The new device is called the Nucleus 7 Sound Processor. It is specifically designed, using technology specs provided by Apple, to work with the iPhone. The new Cochlear device streams sound directly from an iPhone or iPad to the Cochlear sound processor. A FaceTime session with grandchildren can go directly to your brain. The new free iPhone app can be used to control and customize sound from the iPhone. The Nucleus 7 system was approved by the U.S. Food and Drug Administration in June.

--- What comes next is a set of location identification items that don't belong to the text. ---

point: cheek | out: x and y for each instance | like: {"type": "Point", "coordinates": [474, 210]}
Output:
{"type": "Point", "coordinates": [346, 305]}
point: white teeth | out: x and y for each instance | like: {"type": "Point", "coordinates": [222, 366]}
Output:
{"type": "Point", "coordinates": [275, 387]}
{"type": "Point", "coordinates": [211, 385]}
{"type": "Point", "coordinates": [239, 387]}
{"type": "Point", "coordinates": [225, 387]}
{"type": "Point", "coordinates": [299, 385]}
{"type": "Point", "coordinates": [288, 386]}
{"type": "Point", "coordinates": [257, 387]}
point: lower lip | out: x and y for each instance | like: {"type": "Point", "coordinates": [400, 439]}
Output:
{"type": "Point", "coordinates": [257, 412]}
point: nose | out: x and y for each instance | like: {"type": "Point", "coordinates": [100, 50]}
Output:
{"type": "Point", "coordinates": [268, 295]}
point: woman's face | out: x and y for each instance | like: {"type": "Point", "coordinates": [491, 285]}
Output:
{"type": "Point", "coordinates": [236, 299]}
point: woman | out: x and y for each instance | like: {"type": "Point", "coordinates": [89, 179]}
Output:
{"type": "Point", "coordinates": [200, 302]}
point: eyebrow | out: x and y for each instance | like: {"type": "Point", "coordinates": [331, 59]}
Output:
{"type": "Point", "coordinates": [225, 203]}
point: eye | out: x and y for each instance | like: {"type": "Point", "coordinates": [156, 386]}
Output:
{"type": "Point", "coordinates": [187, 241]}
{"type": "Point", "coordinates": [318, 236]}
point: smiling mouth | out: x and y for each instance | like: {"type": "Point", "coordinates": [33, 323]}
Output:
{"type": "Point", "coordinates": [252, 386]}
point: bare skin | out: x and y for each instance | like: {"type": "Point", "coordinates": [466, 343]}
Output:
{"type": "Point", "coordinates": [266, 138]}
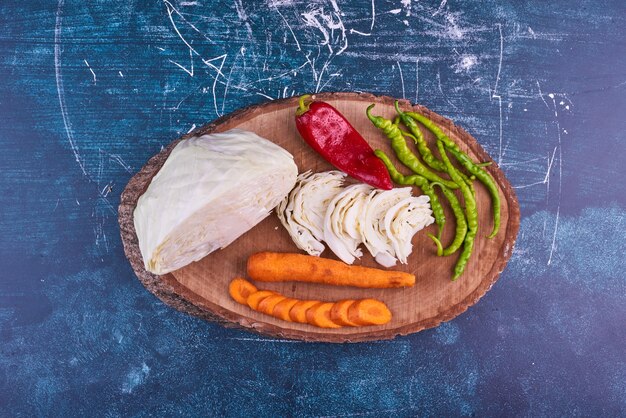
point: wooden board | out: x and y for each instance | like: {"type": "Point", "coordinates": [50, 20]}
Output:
{"type": "Point", "coordinates": [201, 289]}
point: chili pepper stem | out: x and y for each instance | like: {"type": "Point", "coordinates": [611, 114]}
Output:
{"type": "Point", "coordinates": [437, 242]}
{"type": "Point", "coordinates": [303, 106]}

A cochlear implant is an electronic medical device which is surgically implanted under the skin and replaces the function of a damaged inner ear. The technology is far more advanced than a hearing aid. Hearing aids are basically amplifiers, they make sounds louder. Cochlear implants do the work of damaged parts of the inner ear, the cochlea. A small microphone picks up voices and converts them to sound signals which are processed and sent directly to the brain. The software instructions which run on the tiny computer in the sound processor can filter out party noise, wind, or construction sound, and extract human voices.
The Cochlear company claims to spend more than $100 million per year on research. The implants and processors get smaller and lighter and have extended battery life. The cochlear implant is one of many types of non-biological devices being implanted in human bodies. If you believe in the Singularity, the day will come when you won’t be able to tell a biological person from a non-biological person.